Miller Clemens, Bräuer Anselm, Wieditz Johannes, Nemeth Marcus
Department of Anesthesiology, University Medical Center Goettingen, Robert-Koch-Straße 40, 37075, Goettingen, Germany.
Department of Anesthesiology, Children's Orthopedic Hospital Aschau im Chiemgau, Bernauer Straße 18, 83229, Aschau im Chiemgau, Germany.
J Clin Monit Comput. 2024 Dec 19. doi: 10.1007/s10877-024-01254-y.
Given that perioperative normothermia represents a quality parameter in pediatric anesthesia, numerous studies have been conducted on temperature measurement, albeit with heterogeneous measurement intervals, ranging from 30 s to fifteen minutes. We aimed to determine the minimum time interval for reporting of intraoperative core body temperature across commonly used measurement intervals in children. Data were extracted from the records of 65 children who had participated in another clinical study and analyzed using a quasibinomial mixed linear model. Documented artifacts, like probe dislocations or at the end of anesthesia, were removed. Primary outcome was the respective probability of failing to detect a temperature change of 0.2 °C or more at any one measurement point at 30 s, one minute, two minutes, five minutes, ten minutes, and fifteen minutes, considering an expected probability of less than 5% to be acceptable. Secondary outcomes included the probabilities of failing to detect hypothermia (< 36.0 °C) and hyperthermia (> 38.0 °C). Following the removal of 4,909 exclusions, the remaining 222,366 timestamped measurements (representing just over 60 h of monitoring) were analyzed. The median measurement time was 45 min. The expected probabilities of failing to detect a temperature change of 0.2 °C or more were 0.2% [95%-CI 0.0-0.7], 0.5% [95%-CI 0.0-1.2], 1.5% [95%-CI 0.2-2.6], 4.8% [95%-CI 2.7-6.9], 22.4% [95%-CI 18.3-26.4], and 31.9% [95%-CI 27.3-36.4], respectively. Probabilities for the detection of hyperthermia (n = 9) were lower and omitted for hypothermia due to low prevalence (n = 1). In conclusion, the core body temperature should be reported at intervals of no more than five minutes to ensure the detection of any temperature change in normothermic ranges. Further studies should focus on hypothermic and hyperthermic ranges.

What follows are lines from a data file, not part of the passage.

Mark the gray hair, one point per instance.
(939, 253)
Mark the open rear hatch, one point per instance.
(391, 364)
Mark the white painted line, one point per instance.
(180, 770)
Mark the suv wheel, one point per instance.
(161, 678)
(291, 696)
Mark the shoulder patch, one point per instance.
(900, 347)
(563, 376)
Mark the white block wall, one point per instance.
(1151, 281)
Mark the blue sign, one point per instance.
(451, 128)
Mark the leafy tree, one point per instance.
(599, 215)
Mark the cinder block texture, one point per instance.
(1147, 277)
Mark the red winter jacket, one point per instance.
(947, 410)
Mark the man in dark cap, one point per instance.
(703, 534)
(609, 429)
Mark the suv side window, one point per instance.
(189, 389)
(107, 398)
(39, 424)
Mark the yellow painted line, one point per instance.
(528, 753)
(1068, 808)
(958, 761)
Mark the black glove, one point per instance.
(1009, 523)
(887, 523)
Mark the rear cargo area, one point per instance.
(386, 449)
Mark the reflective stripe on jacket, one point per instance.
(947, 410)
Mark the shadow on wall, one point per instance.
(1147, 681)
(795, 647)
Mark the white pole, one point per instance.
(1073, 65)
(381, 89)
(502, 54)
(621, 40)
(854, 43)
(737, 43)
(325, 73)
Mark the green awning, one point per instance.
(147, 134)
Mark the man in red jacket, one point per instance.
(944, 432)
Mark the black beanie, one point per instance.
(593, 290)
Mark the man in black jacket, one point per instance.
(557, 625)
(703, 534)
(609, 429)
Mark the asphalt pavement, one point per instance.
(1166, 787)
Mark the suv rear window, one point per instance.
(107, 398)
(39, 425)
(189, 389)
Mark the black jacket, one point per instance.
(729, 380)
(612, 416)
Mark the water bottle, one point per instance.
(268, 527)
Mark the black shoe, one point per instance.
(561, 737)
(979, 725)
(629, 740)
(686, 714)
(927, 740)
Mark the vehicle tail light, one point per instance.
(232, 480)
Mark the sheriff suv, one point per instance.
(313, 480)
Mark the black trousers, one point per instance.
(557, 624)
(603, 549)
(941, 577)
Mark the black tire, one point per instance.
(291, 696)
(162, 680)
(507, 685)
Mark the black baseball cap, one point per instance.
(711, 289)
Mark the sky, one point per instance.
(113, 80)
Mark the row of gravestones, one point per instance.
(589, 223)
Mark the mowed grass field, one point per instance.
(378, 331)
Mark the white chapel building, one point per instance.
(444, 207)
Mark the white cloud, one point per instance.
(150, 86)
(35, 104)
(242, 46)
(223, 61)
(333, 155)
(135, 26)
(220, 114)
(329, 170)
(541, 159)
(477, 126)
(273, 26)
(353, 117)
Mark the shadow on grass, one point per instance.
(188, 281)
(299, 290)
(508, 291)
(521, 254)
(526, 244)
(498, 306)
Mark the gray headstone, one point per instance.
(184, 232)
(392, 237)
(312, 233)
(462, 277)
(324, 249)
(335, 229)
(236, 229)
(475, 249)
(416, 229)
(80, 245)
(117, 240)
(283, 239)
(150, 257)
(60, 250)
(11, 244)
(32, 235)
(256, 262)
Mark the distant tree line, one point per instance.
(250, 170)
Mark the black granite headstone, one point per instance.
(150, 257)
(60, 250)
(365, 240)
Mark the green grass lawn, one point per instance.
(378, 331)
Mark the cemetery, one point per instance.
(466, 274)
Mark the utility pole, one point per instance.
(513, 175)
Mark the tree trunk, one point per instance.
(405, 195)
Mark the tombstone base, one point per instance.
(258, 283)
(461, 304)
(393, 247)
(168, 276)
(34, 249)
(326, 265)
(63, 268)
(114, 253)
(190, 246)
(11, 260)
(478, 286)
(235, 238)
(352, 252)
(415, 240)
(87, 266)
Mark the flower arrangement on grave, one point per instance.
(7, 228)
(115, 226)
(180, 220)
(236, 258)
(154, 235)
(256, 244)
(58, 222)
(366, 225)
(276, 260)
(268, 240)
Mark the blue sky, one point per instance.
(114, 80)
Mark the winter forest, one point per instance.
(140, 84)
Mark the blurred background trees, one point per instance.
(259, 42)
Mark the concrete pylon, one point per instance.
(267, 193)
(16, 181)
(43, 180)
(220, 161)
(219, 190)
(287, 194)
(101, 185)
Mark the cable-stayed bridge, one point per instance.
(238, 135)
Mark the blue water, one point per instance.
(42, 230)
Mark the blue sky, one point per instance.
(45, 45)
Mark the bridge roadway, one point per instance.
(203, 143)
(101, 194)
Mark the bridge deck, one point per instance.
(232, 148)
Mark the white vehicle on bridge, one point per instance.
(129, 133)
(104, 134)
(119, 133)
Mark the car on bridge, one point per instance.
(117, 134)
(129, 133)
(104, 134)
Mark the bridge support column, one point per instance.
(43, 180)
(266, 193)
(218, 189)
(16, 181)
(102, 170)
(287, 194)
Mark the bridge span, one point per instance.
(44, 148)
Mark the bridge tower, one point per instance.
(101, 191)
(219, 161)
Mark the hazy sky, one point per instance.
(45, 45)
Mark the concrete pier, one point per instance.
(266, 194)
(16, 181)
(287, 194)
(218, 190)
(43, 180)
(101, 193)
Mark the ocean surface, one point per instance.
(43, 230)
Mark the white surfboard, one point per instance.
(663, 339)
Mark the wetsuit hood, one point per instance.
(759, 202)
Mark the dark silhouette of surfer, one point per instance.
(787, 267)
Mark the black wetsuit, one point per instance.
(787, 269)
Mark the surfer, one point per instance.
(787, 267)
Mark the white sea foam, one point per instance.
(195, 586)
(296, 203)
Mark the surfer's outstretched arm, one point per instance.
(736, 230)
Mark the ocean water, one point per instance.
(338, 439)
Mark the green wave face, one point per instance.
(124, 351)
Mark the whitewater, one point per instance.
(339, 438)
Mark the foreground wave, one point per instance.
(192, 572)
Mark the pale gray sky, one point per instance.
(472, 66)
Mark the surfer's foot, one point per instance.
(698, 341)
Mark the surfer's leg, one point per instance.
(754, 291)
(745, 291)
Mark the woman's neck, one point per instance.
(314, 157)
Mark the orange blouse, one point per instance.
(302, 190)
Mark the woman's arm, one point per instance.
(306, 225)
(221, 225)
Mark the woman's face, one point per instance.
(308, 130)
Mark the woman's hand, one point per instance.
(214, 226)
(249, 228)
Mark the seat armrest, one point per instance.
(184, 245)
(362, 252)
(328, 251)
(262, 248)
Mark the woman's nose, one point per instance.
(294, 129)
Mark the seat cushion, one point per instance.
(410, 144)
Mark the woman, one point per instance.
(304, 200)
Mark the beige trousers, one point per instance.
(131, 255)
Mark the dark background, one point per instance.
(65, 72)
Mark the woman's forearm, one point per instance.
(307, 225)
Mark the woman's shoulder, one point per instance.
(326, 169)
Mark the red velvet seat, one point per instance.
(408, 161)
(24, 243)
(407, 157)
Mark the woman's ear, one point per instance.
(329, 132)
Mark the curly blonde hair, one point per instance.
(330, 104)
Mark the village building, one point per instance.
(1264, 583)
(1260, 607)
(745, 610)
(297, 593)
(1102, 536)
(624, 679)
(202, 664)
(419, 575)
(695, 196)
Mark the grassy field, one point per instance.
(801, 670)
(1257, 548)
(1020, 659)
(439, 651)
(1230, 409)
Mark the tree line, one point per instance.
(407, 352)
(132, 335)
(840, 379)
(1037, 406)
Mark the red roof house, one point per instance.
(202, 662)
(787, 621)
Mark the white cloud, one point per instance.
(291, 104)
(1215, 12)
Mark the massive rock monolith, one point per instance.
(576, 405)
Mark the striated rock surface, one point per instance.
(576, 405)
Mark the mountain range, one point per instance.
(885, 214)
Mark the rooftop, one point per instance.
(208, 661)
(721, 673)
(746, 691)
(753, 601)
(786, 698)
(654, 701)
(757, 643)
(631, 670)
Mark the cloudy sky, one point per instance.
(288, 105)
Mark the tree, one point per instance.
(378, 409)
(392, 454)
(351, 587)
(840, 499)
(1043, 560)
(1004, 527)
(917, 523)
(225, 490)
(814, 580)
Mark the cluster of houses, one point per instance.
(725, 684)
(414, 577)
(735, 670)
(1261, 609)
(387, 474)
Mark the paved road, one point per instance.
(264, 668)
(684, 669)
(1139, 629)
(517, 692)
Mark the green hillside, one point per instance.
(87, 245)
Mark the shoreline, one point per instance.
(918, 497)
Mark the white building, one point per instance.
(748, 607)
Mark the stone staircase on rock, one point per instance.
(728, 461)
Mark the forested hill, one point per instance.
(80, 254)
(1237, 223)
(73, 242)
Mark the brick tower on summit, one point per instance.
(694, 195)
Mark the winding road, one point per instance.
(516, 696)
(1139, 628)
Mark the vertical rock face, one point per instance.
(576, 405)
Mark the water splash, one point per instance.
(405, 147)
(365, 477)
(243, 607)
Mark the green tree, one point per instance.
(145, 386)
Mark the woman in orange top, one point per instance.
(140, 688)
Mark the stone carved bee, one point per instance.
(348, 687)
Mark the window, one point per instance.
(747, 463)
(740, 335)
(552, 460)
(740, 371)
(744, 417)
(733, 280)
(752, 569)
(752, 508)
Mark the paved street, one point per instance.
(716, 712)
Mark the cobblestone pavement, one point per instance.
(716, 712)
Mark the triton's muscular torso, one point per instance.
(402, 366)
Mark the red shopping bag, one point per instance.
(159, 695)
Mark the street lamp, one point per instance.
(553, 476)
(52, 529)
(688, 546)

鉴于围手术期正常体温是小儿麻醉中的一项质量参数,已有众多关于体温测量的研究,尽管测量间隔各异,从30秒到15分钟不等。我们旨在确定儿童常用测量间隔下术中核心体温报告的最短时间间隔。数据从参与另一项临床研究的65名儿童的记录中提取,并使用准二项混合线性模型进行分析。记录的伪像,如探头脱位或麻醉结束时的伪像,被排除。主要结局是在30秒、1分钟、2分钟、5分钟、10分钟和15分钟的任一测量点未能检测到0.2°C或更高体温变化的各自概率,认为预期概率小于5%是可接受的。次要结局包括未能检测到体温过低(<36.0°C)和体温过高(>38.0°C)的概率。在排除4909个记录后,对剩余的222366个带时间戳的测量值(代表超过60小时的监测)进行了分析。中位测量时间为45分钟。未能检测到0.2°C或更高体温变化的预期概率分别为0.2%[95%置信区间0.0 - 0.7]、0.5%[95%置信区间0.0 - 1.2]、1.5%[95%置信区间0.2 - 2.6]、4.8%[95%置信区间2.7 - 6.9]、22.4%[95%置信区间18.3 - 26.4]和31.9%[95%置信区间27.3 - 36.4]。检测到体温过高的概率(n = 9)较低,由于体温过低的发生率较低(n = 1),故未列出其概率。总之,核心体温应每隔不超过5分钟报告一次,以确保检测到正常体温范围内的任何体温变化。进一步的研究应聚焦于体温过低和体温过高范围。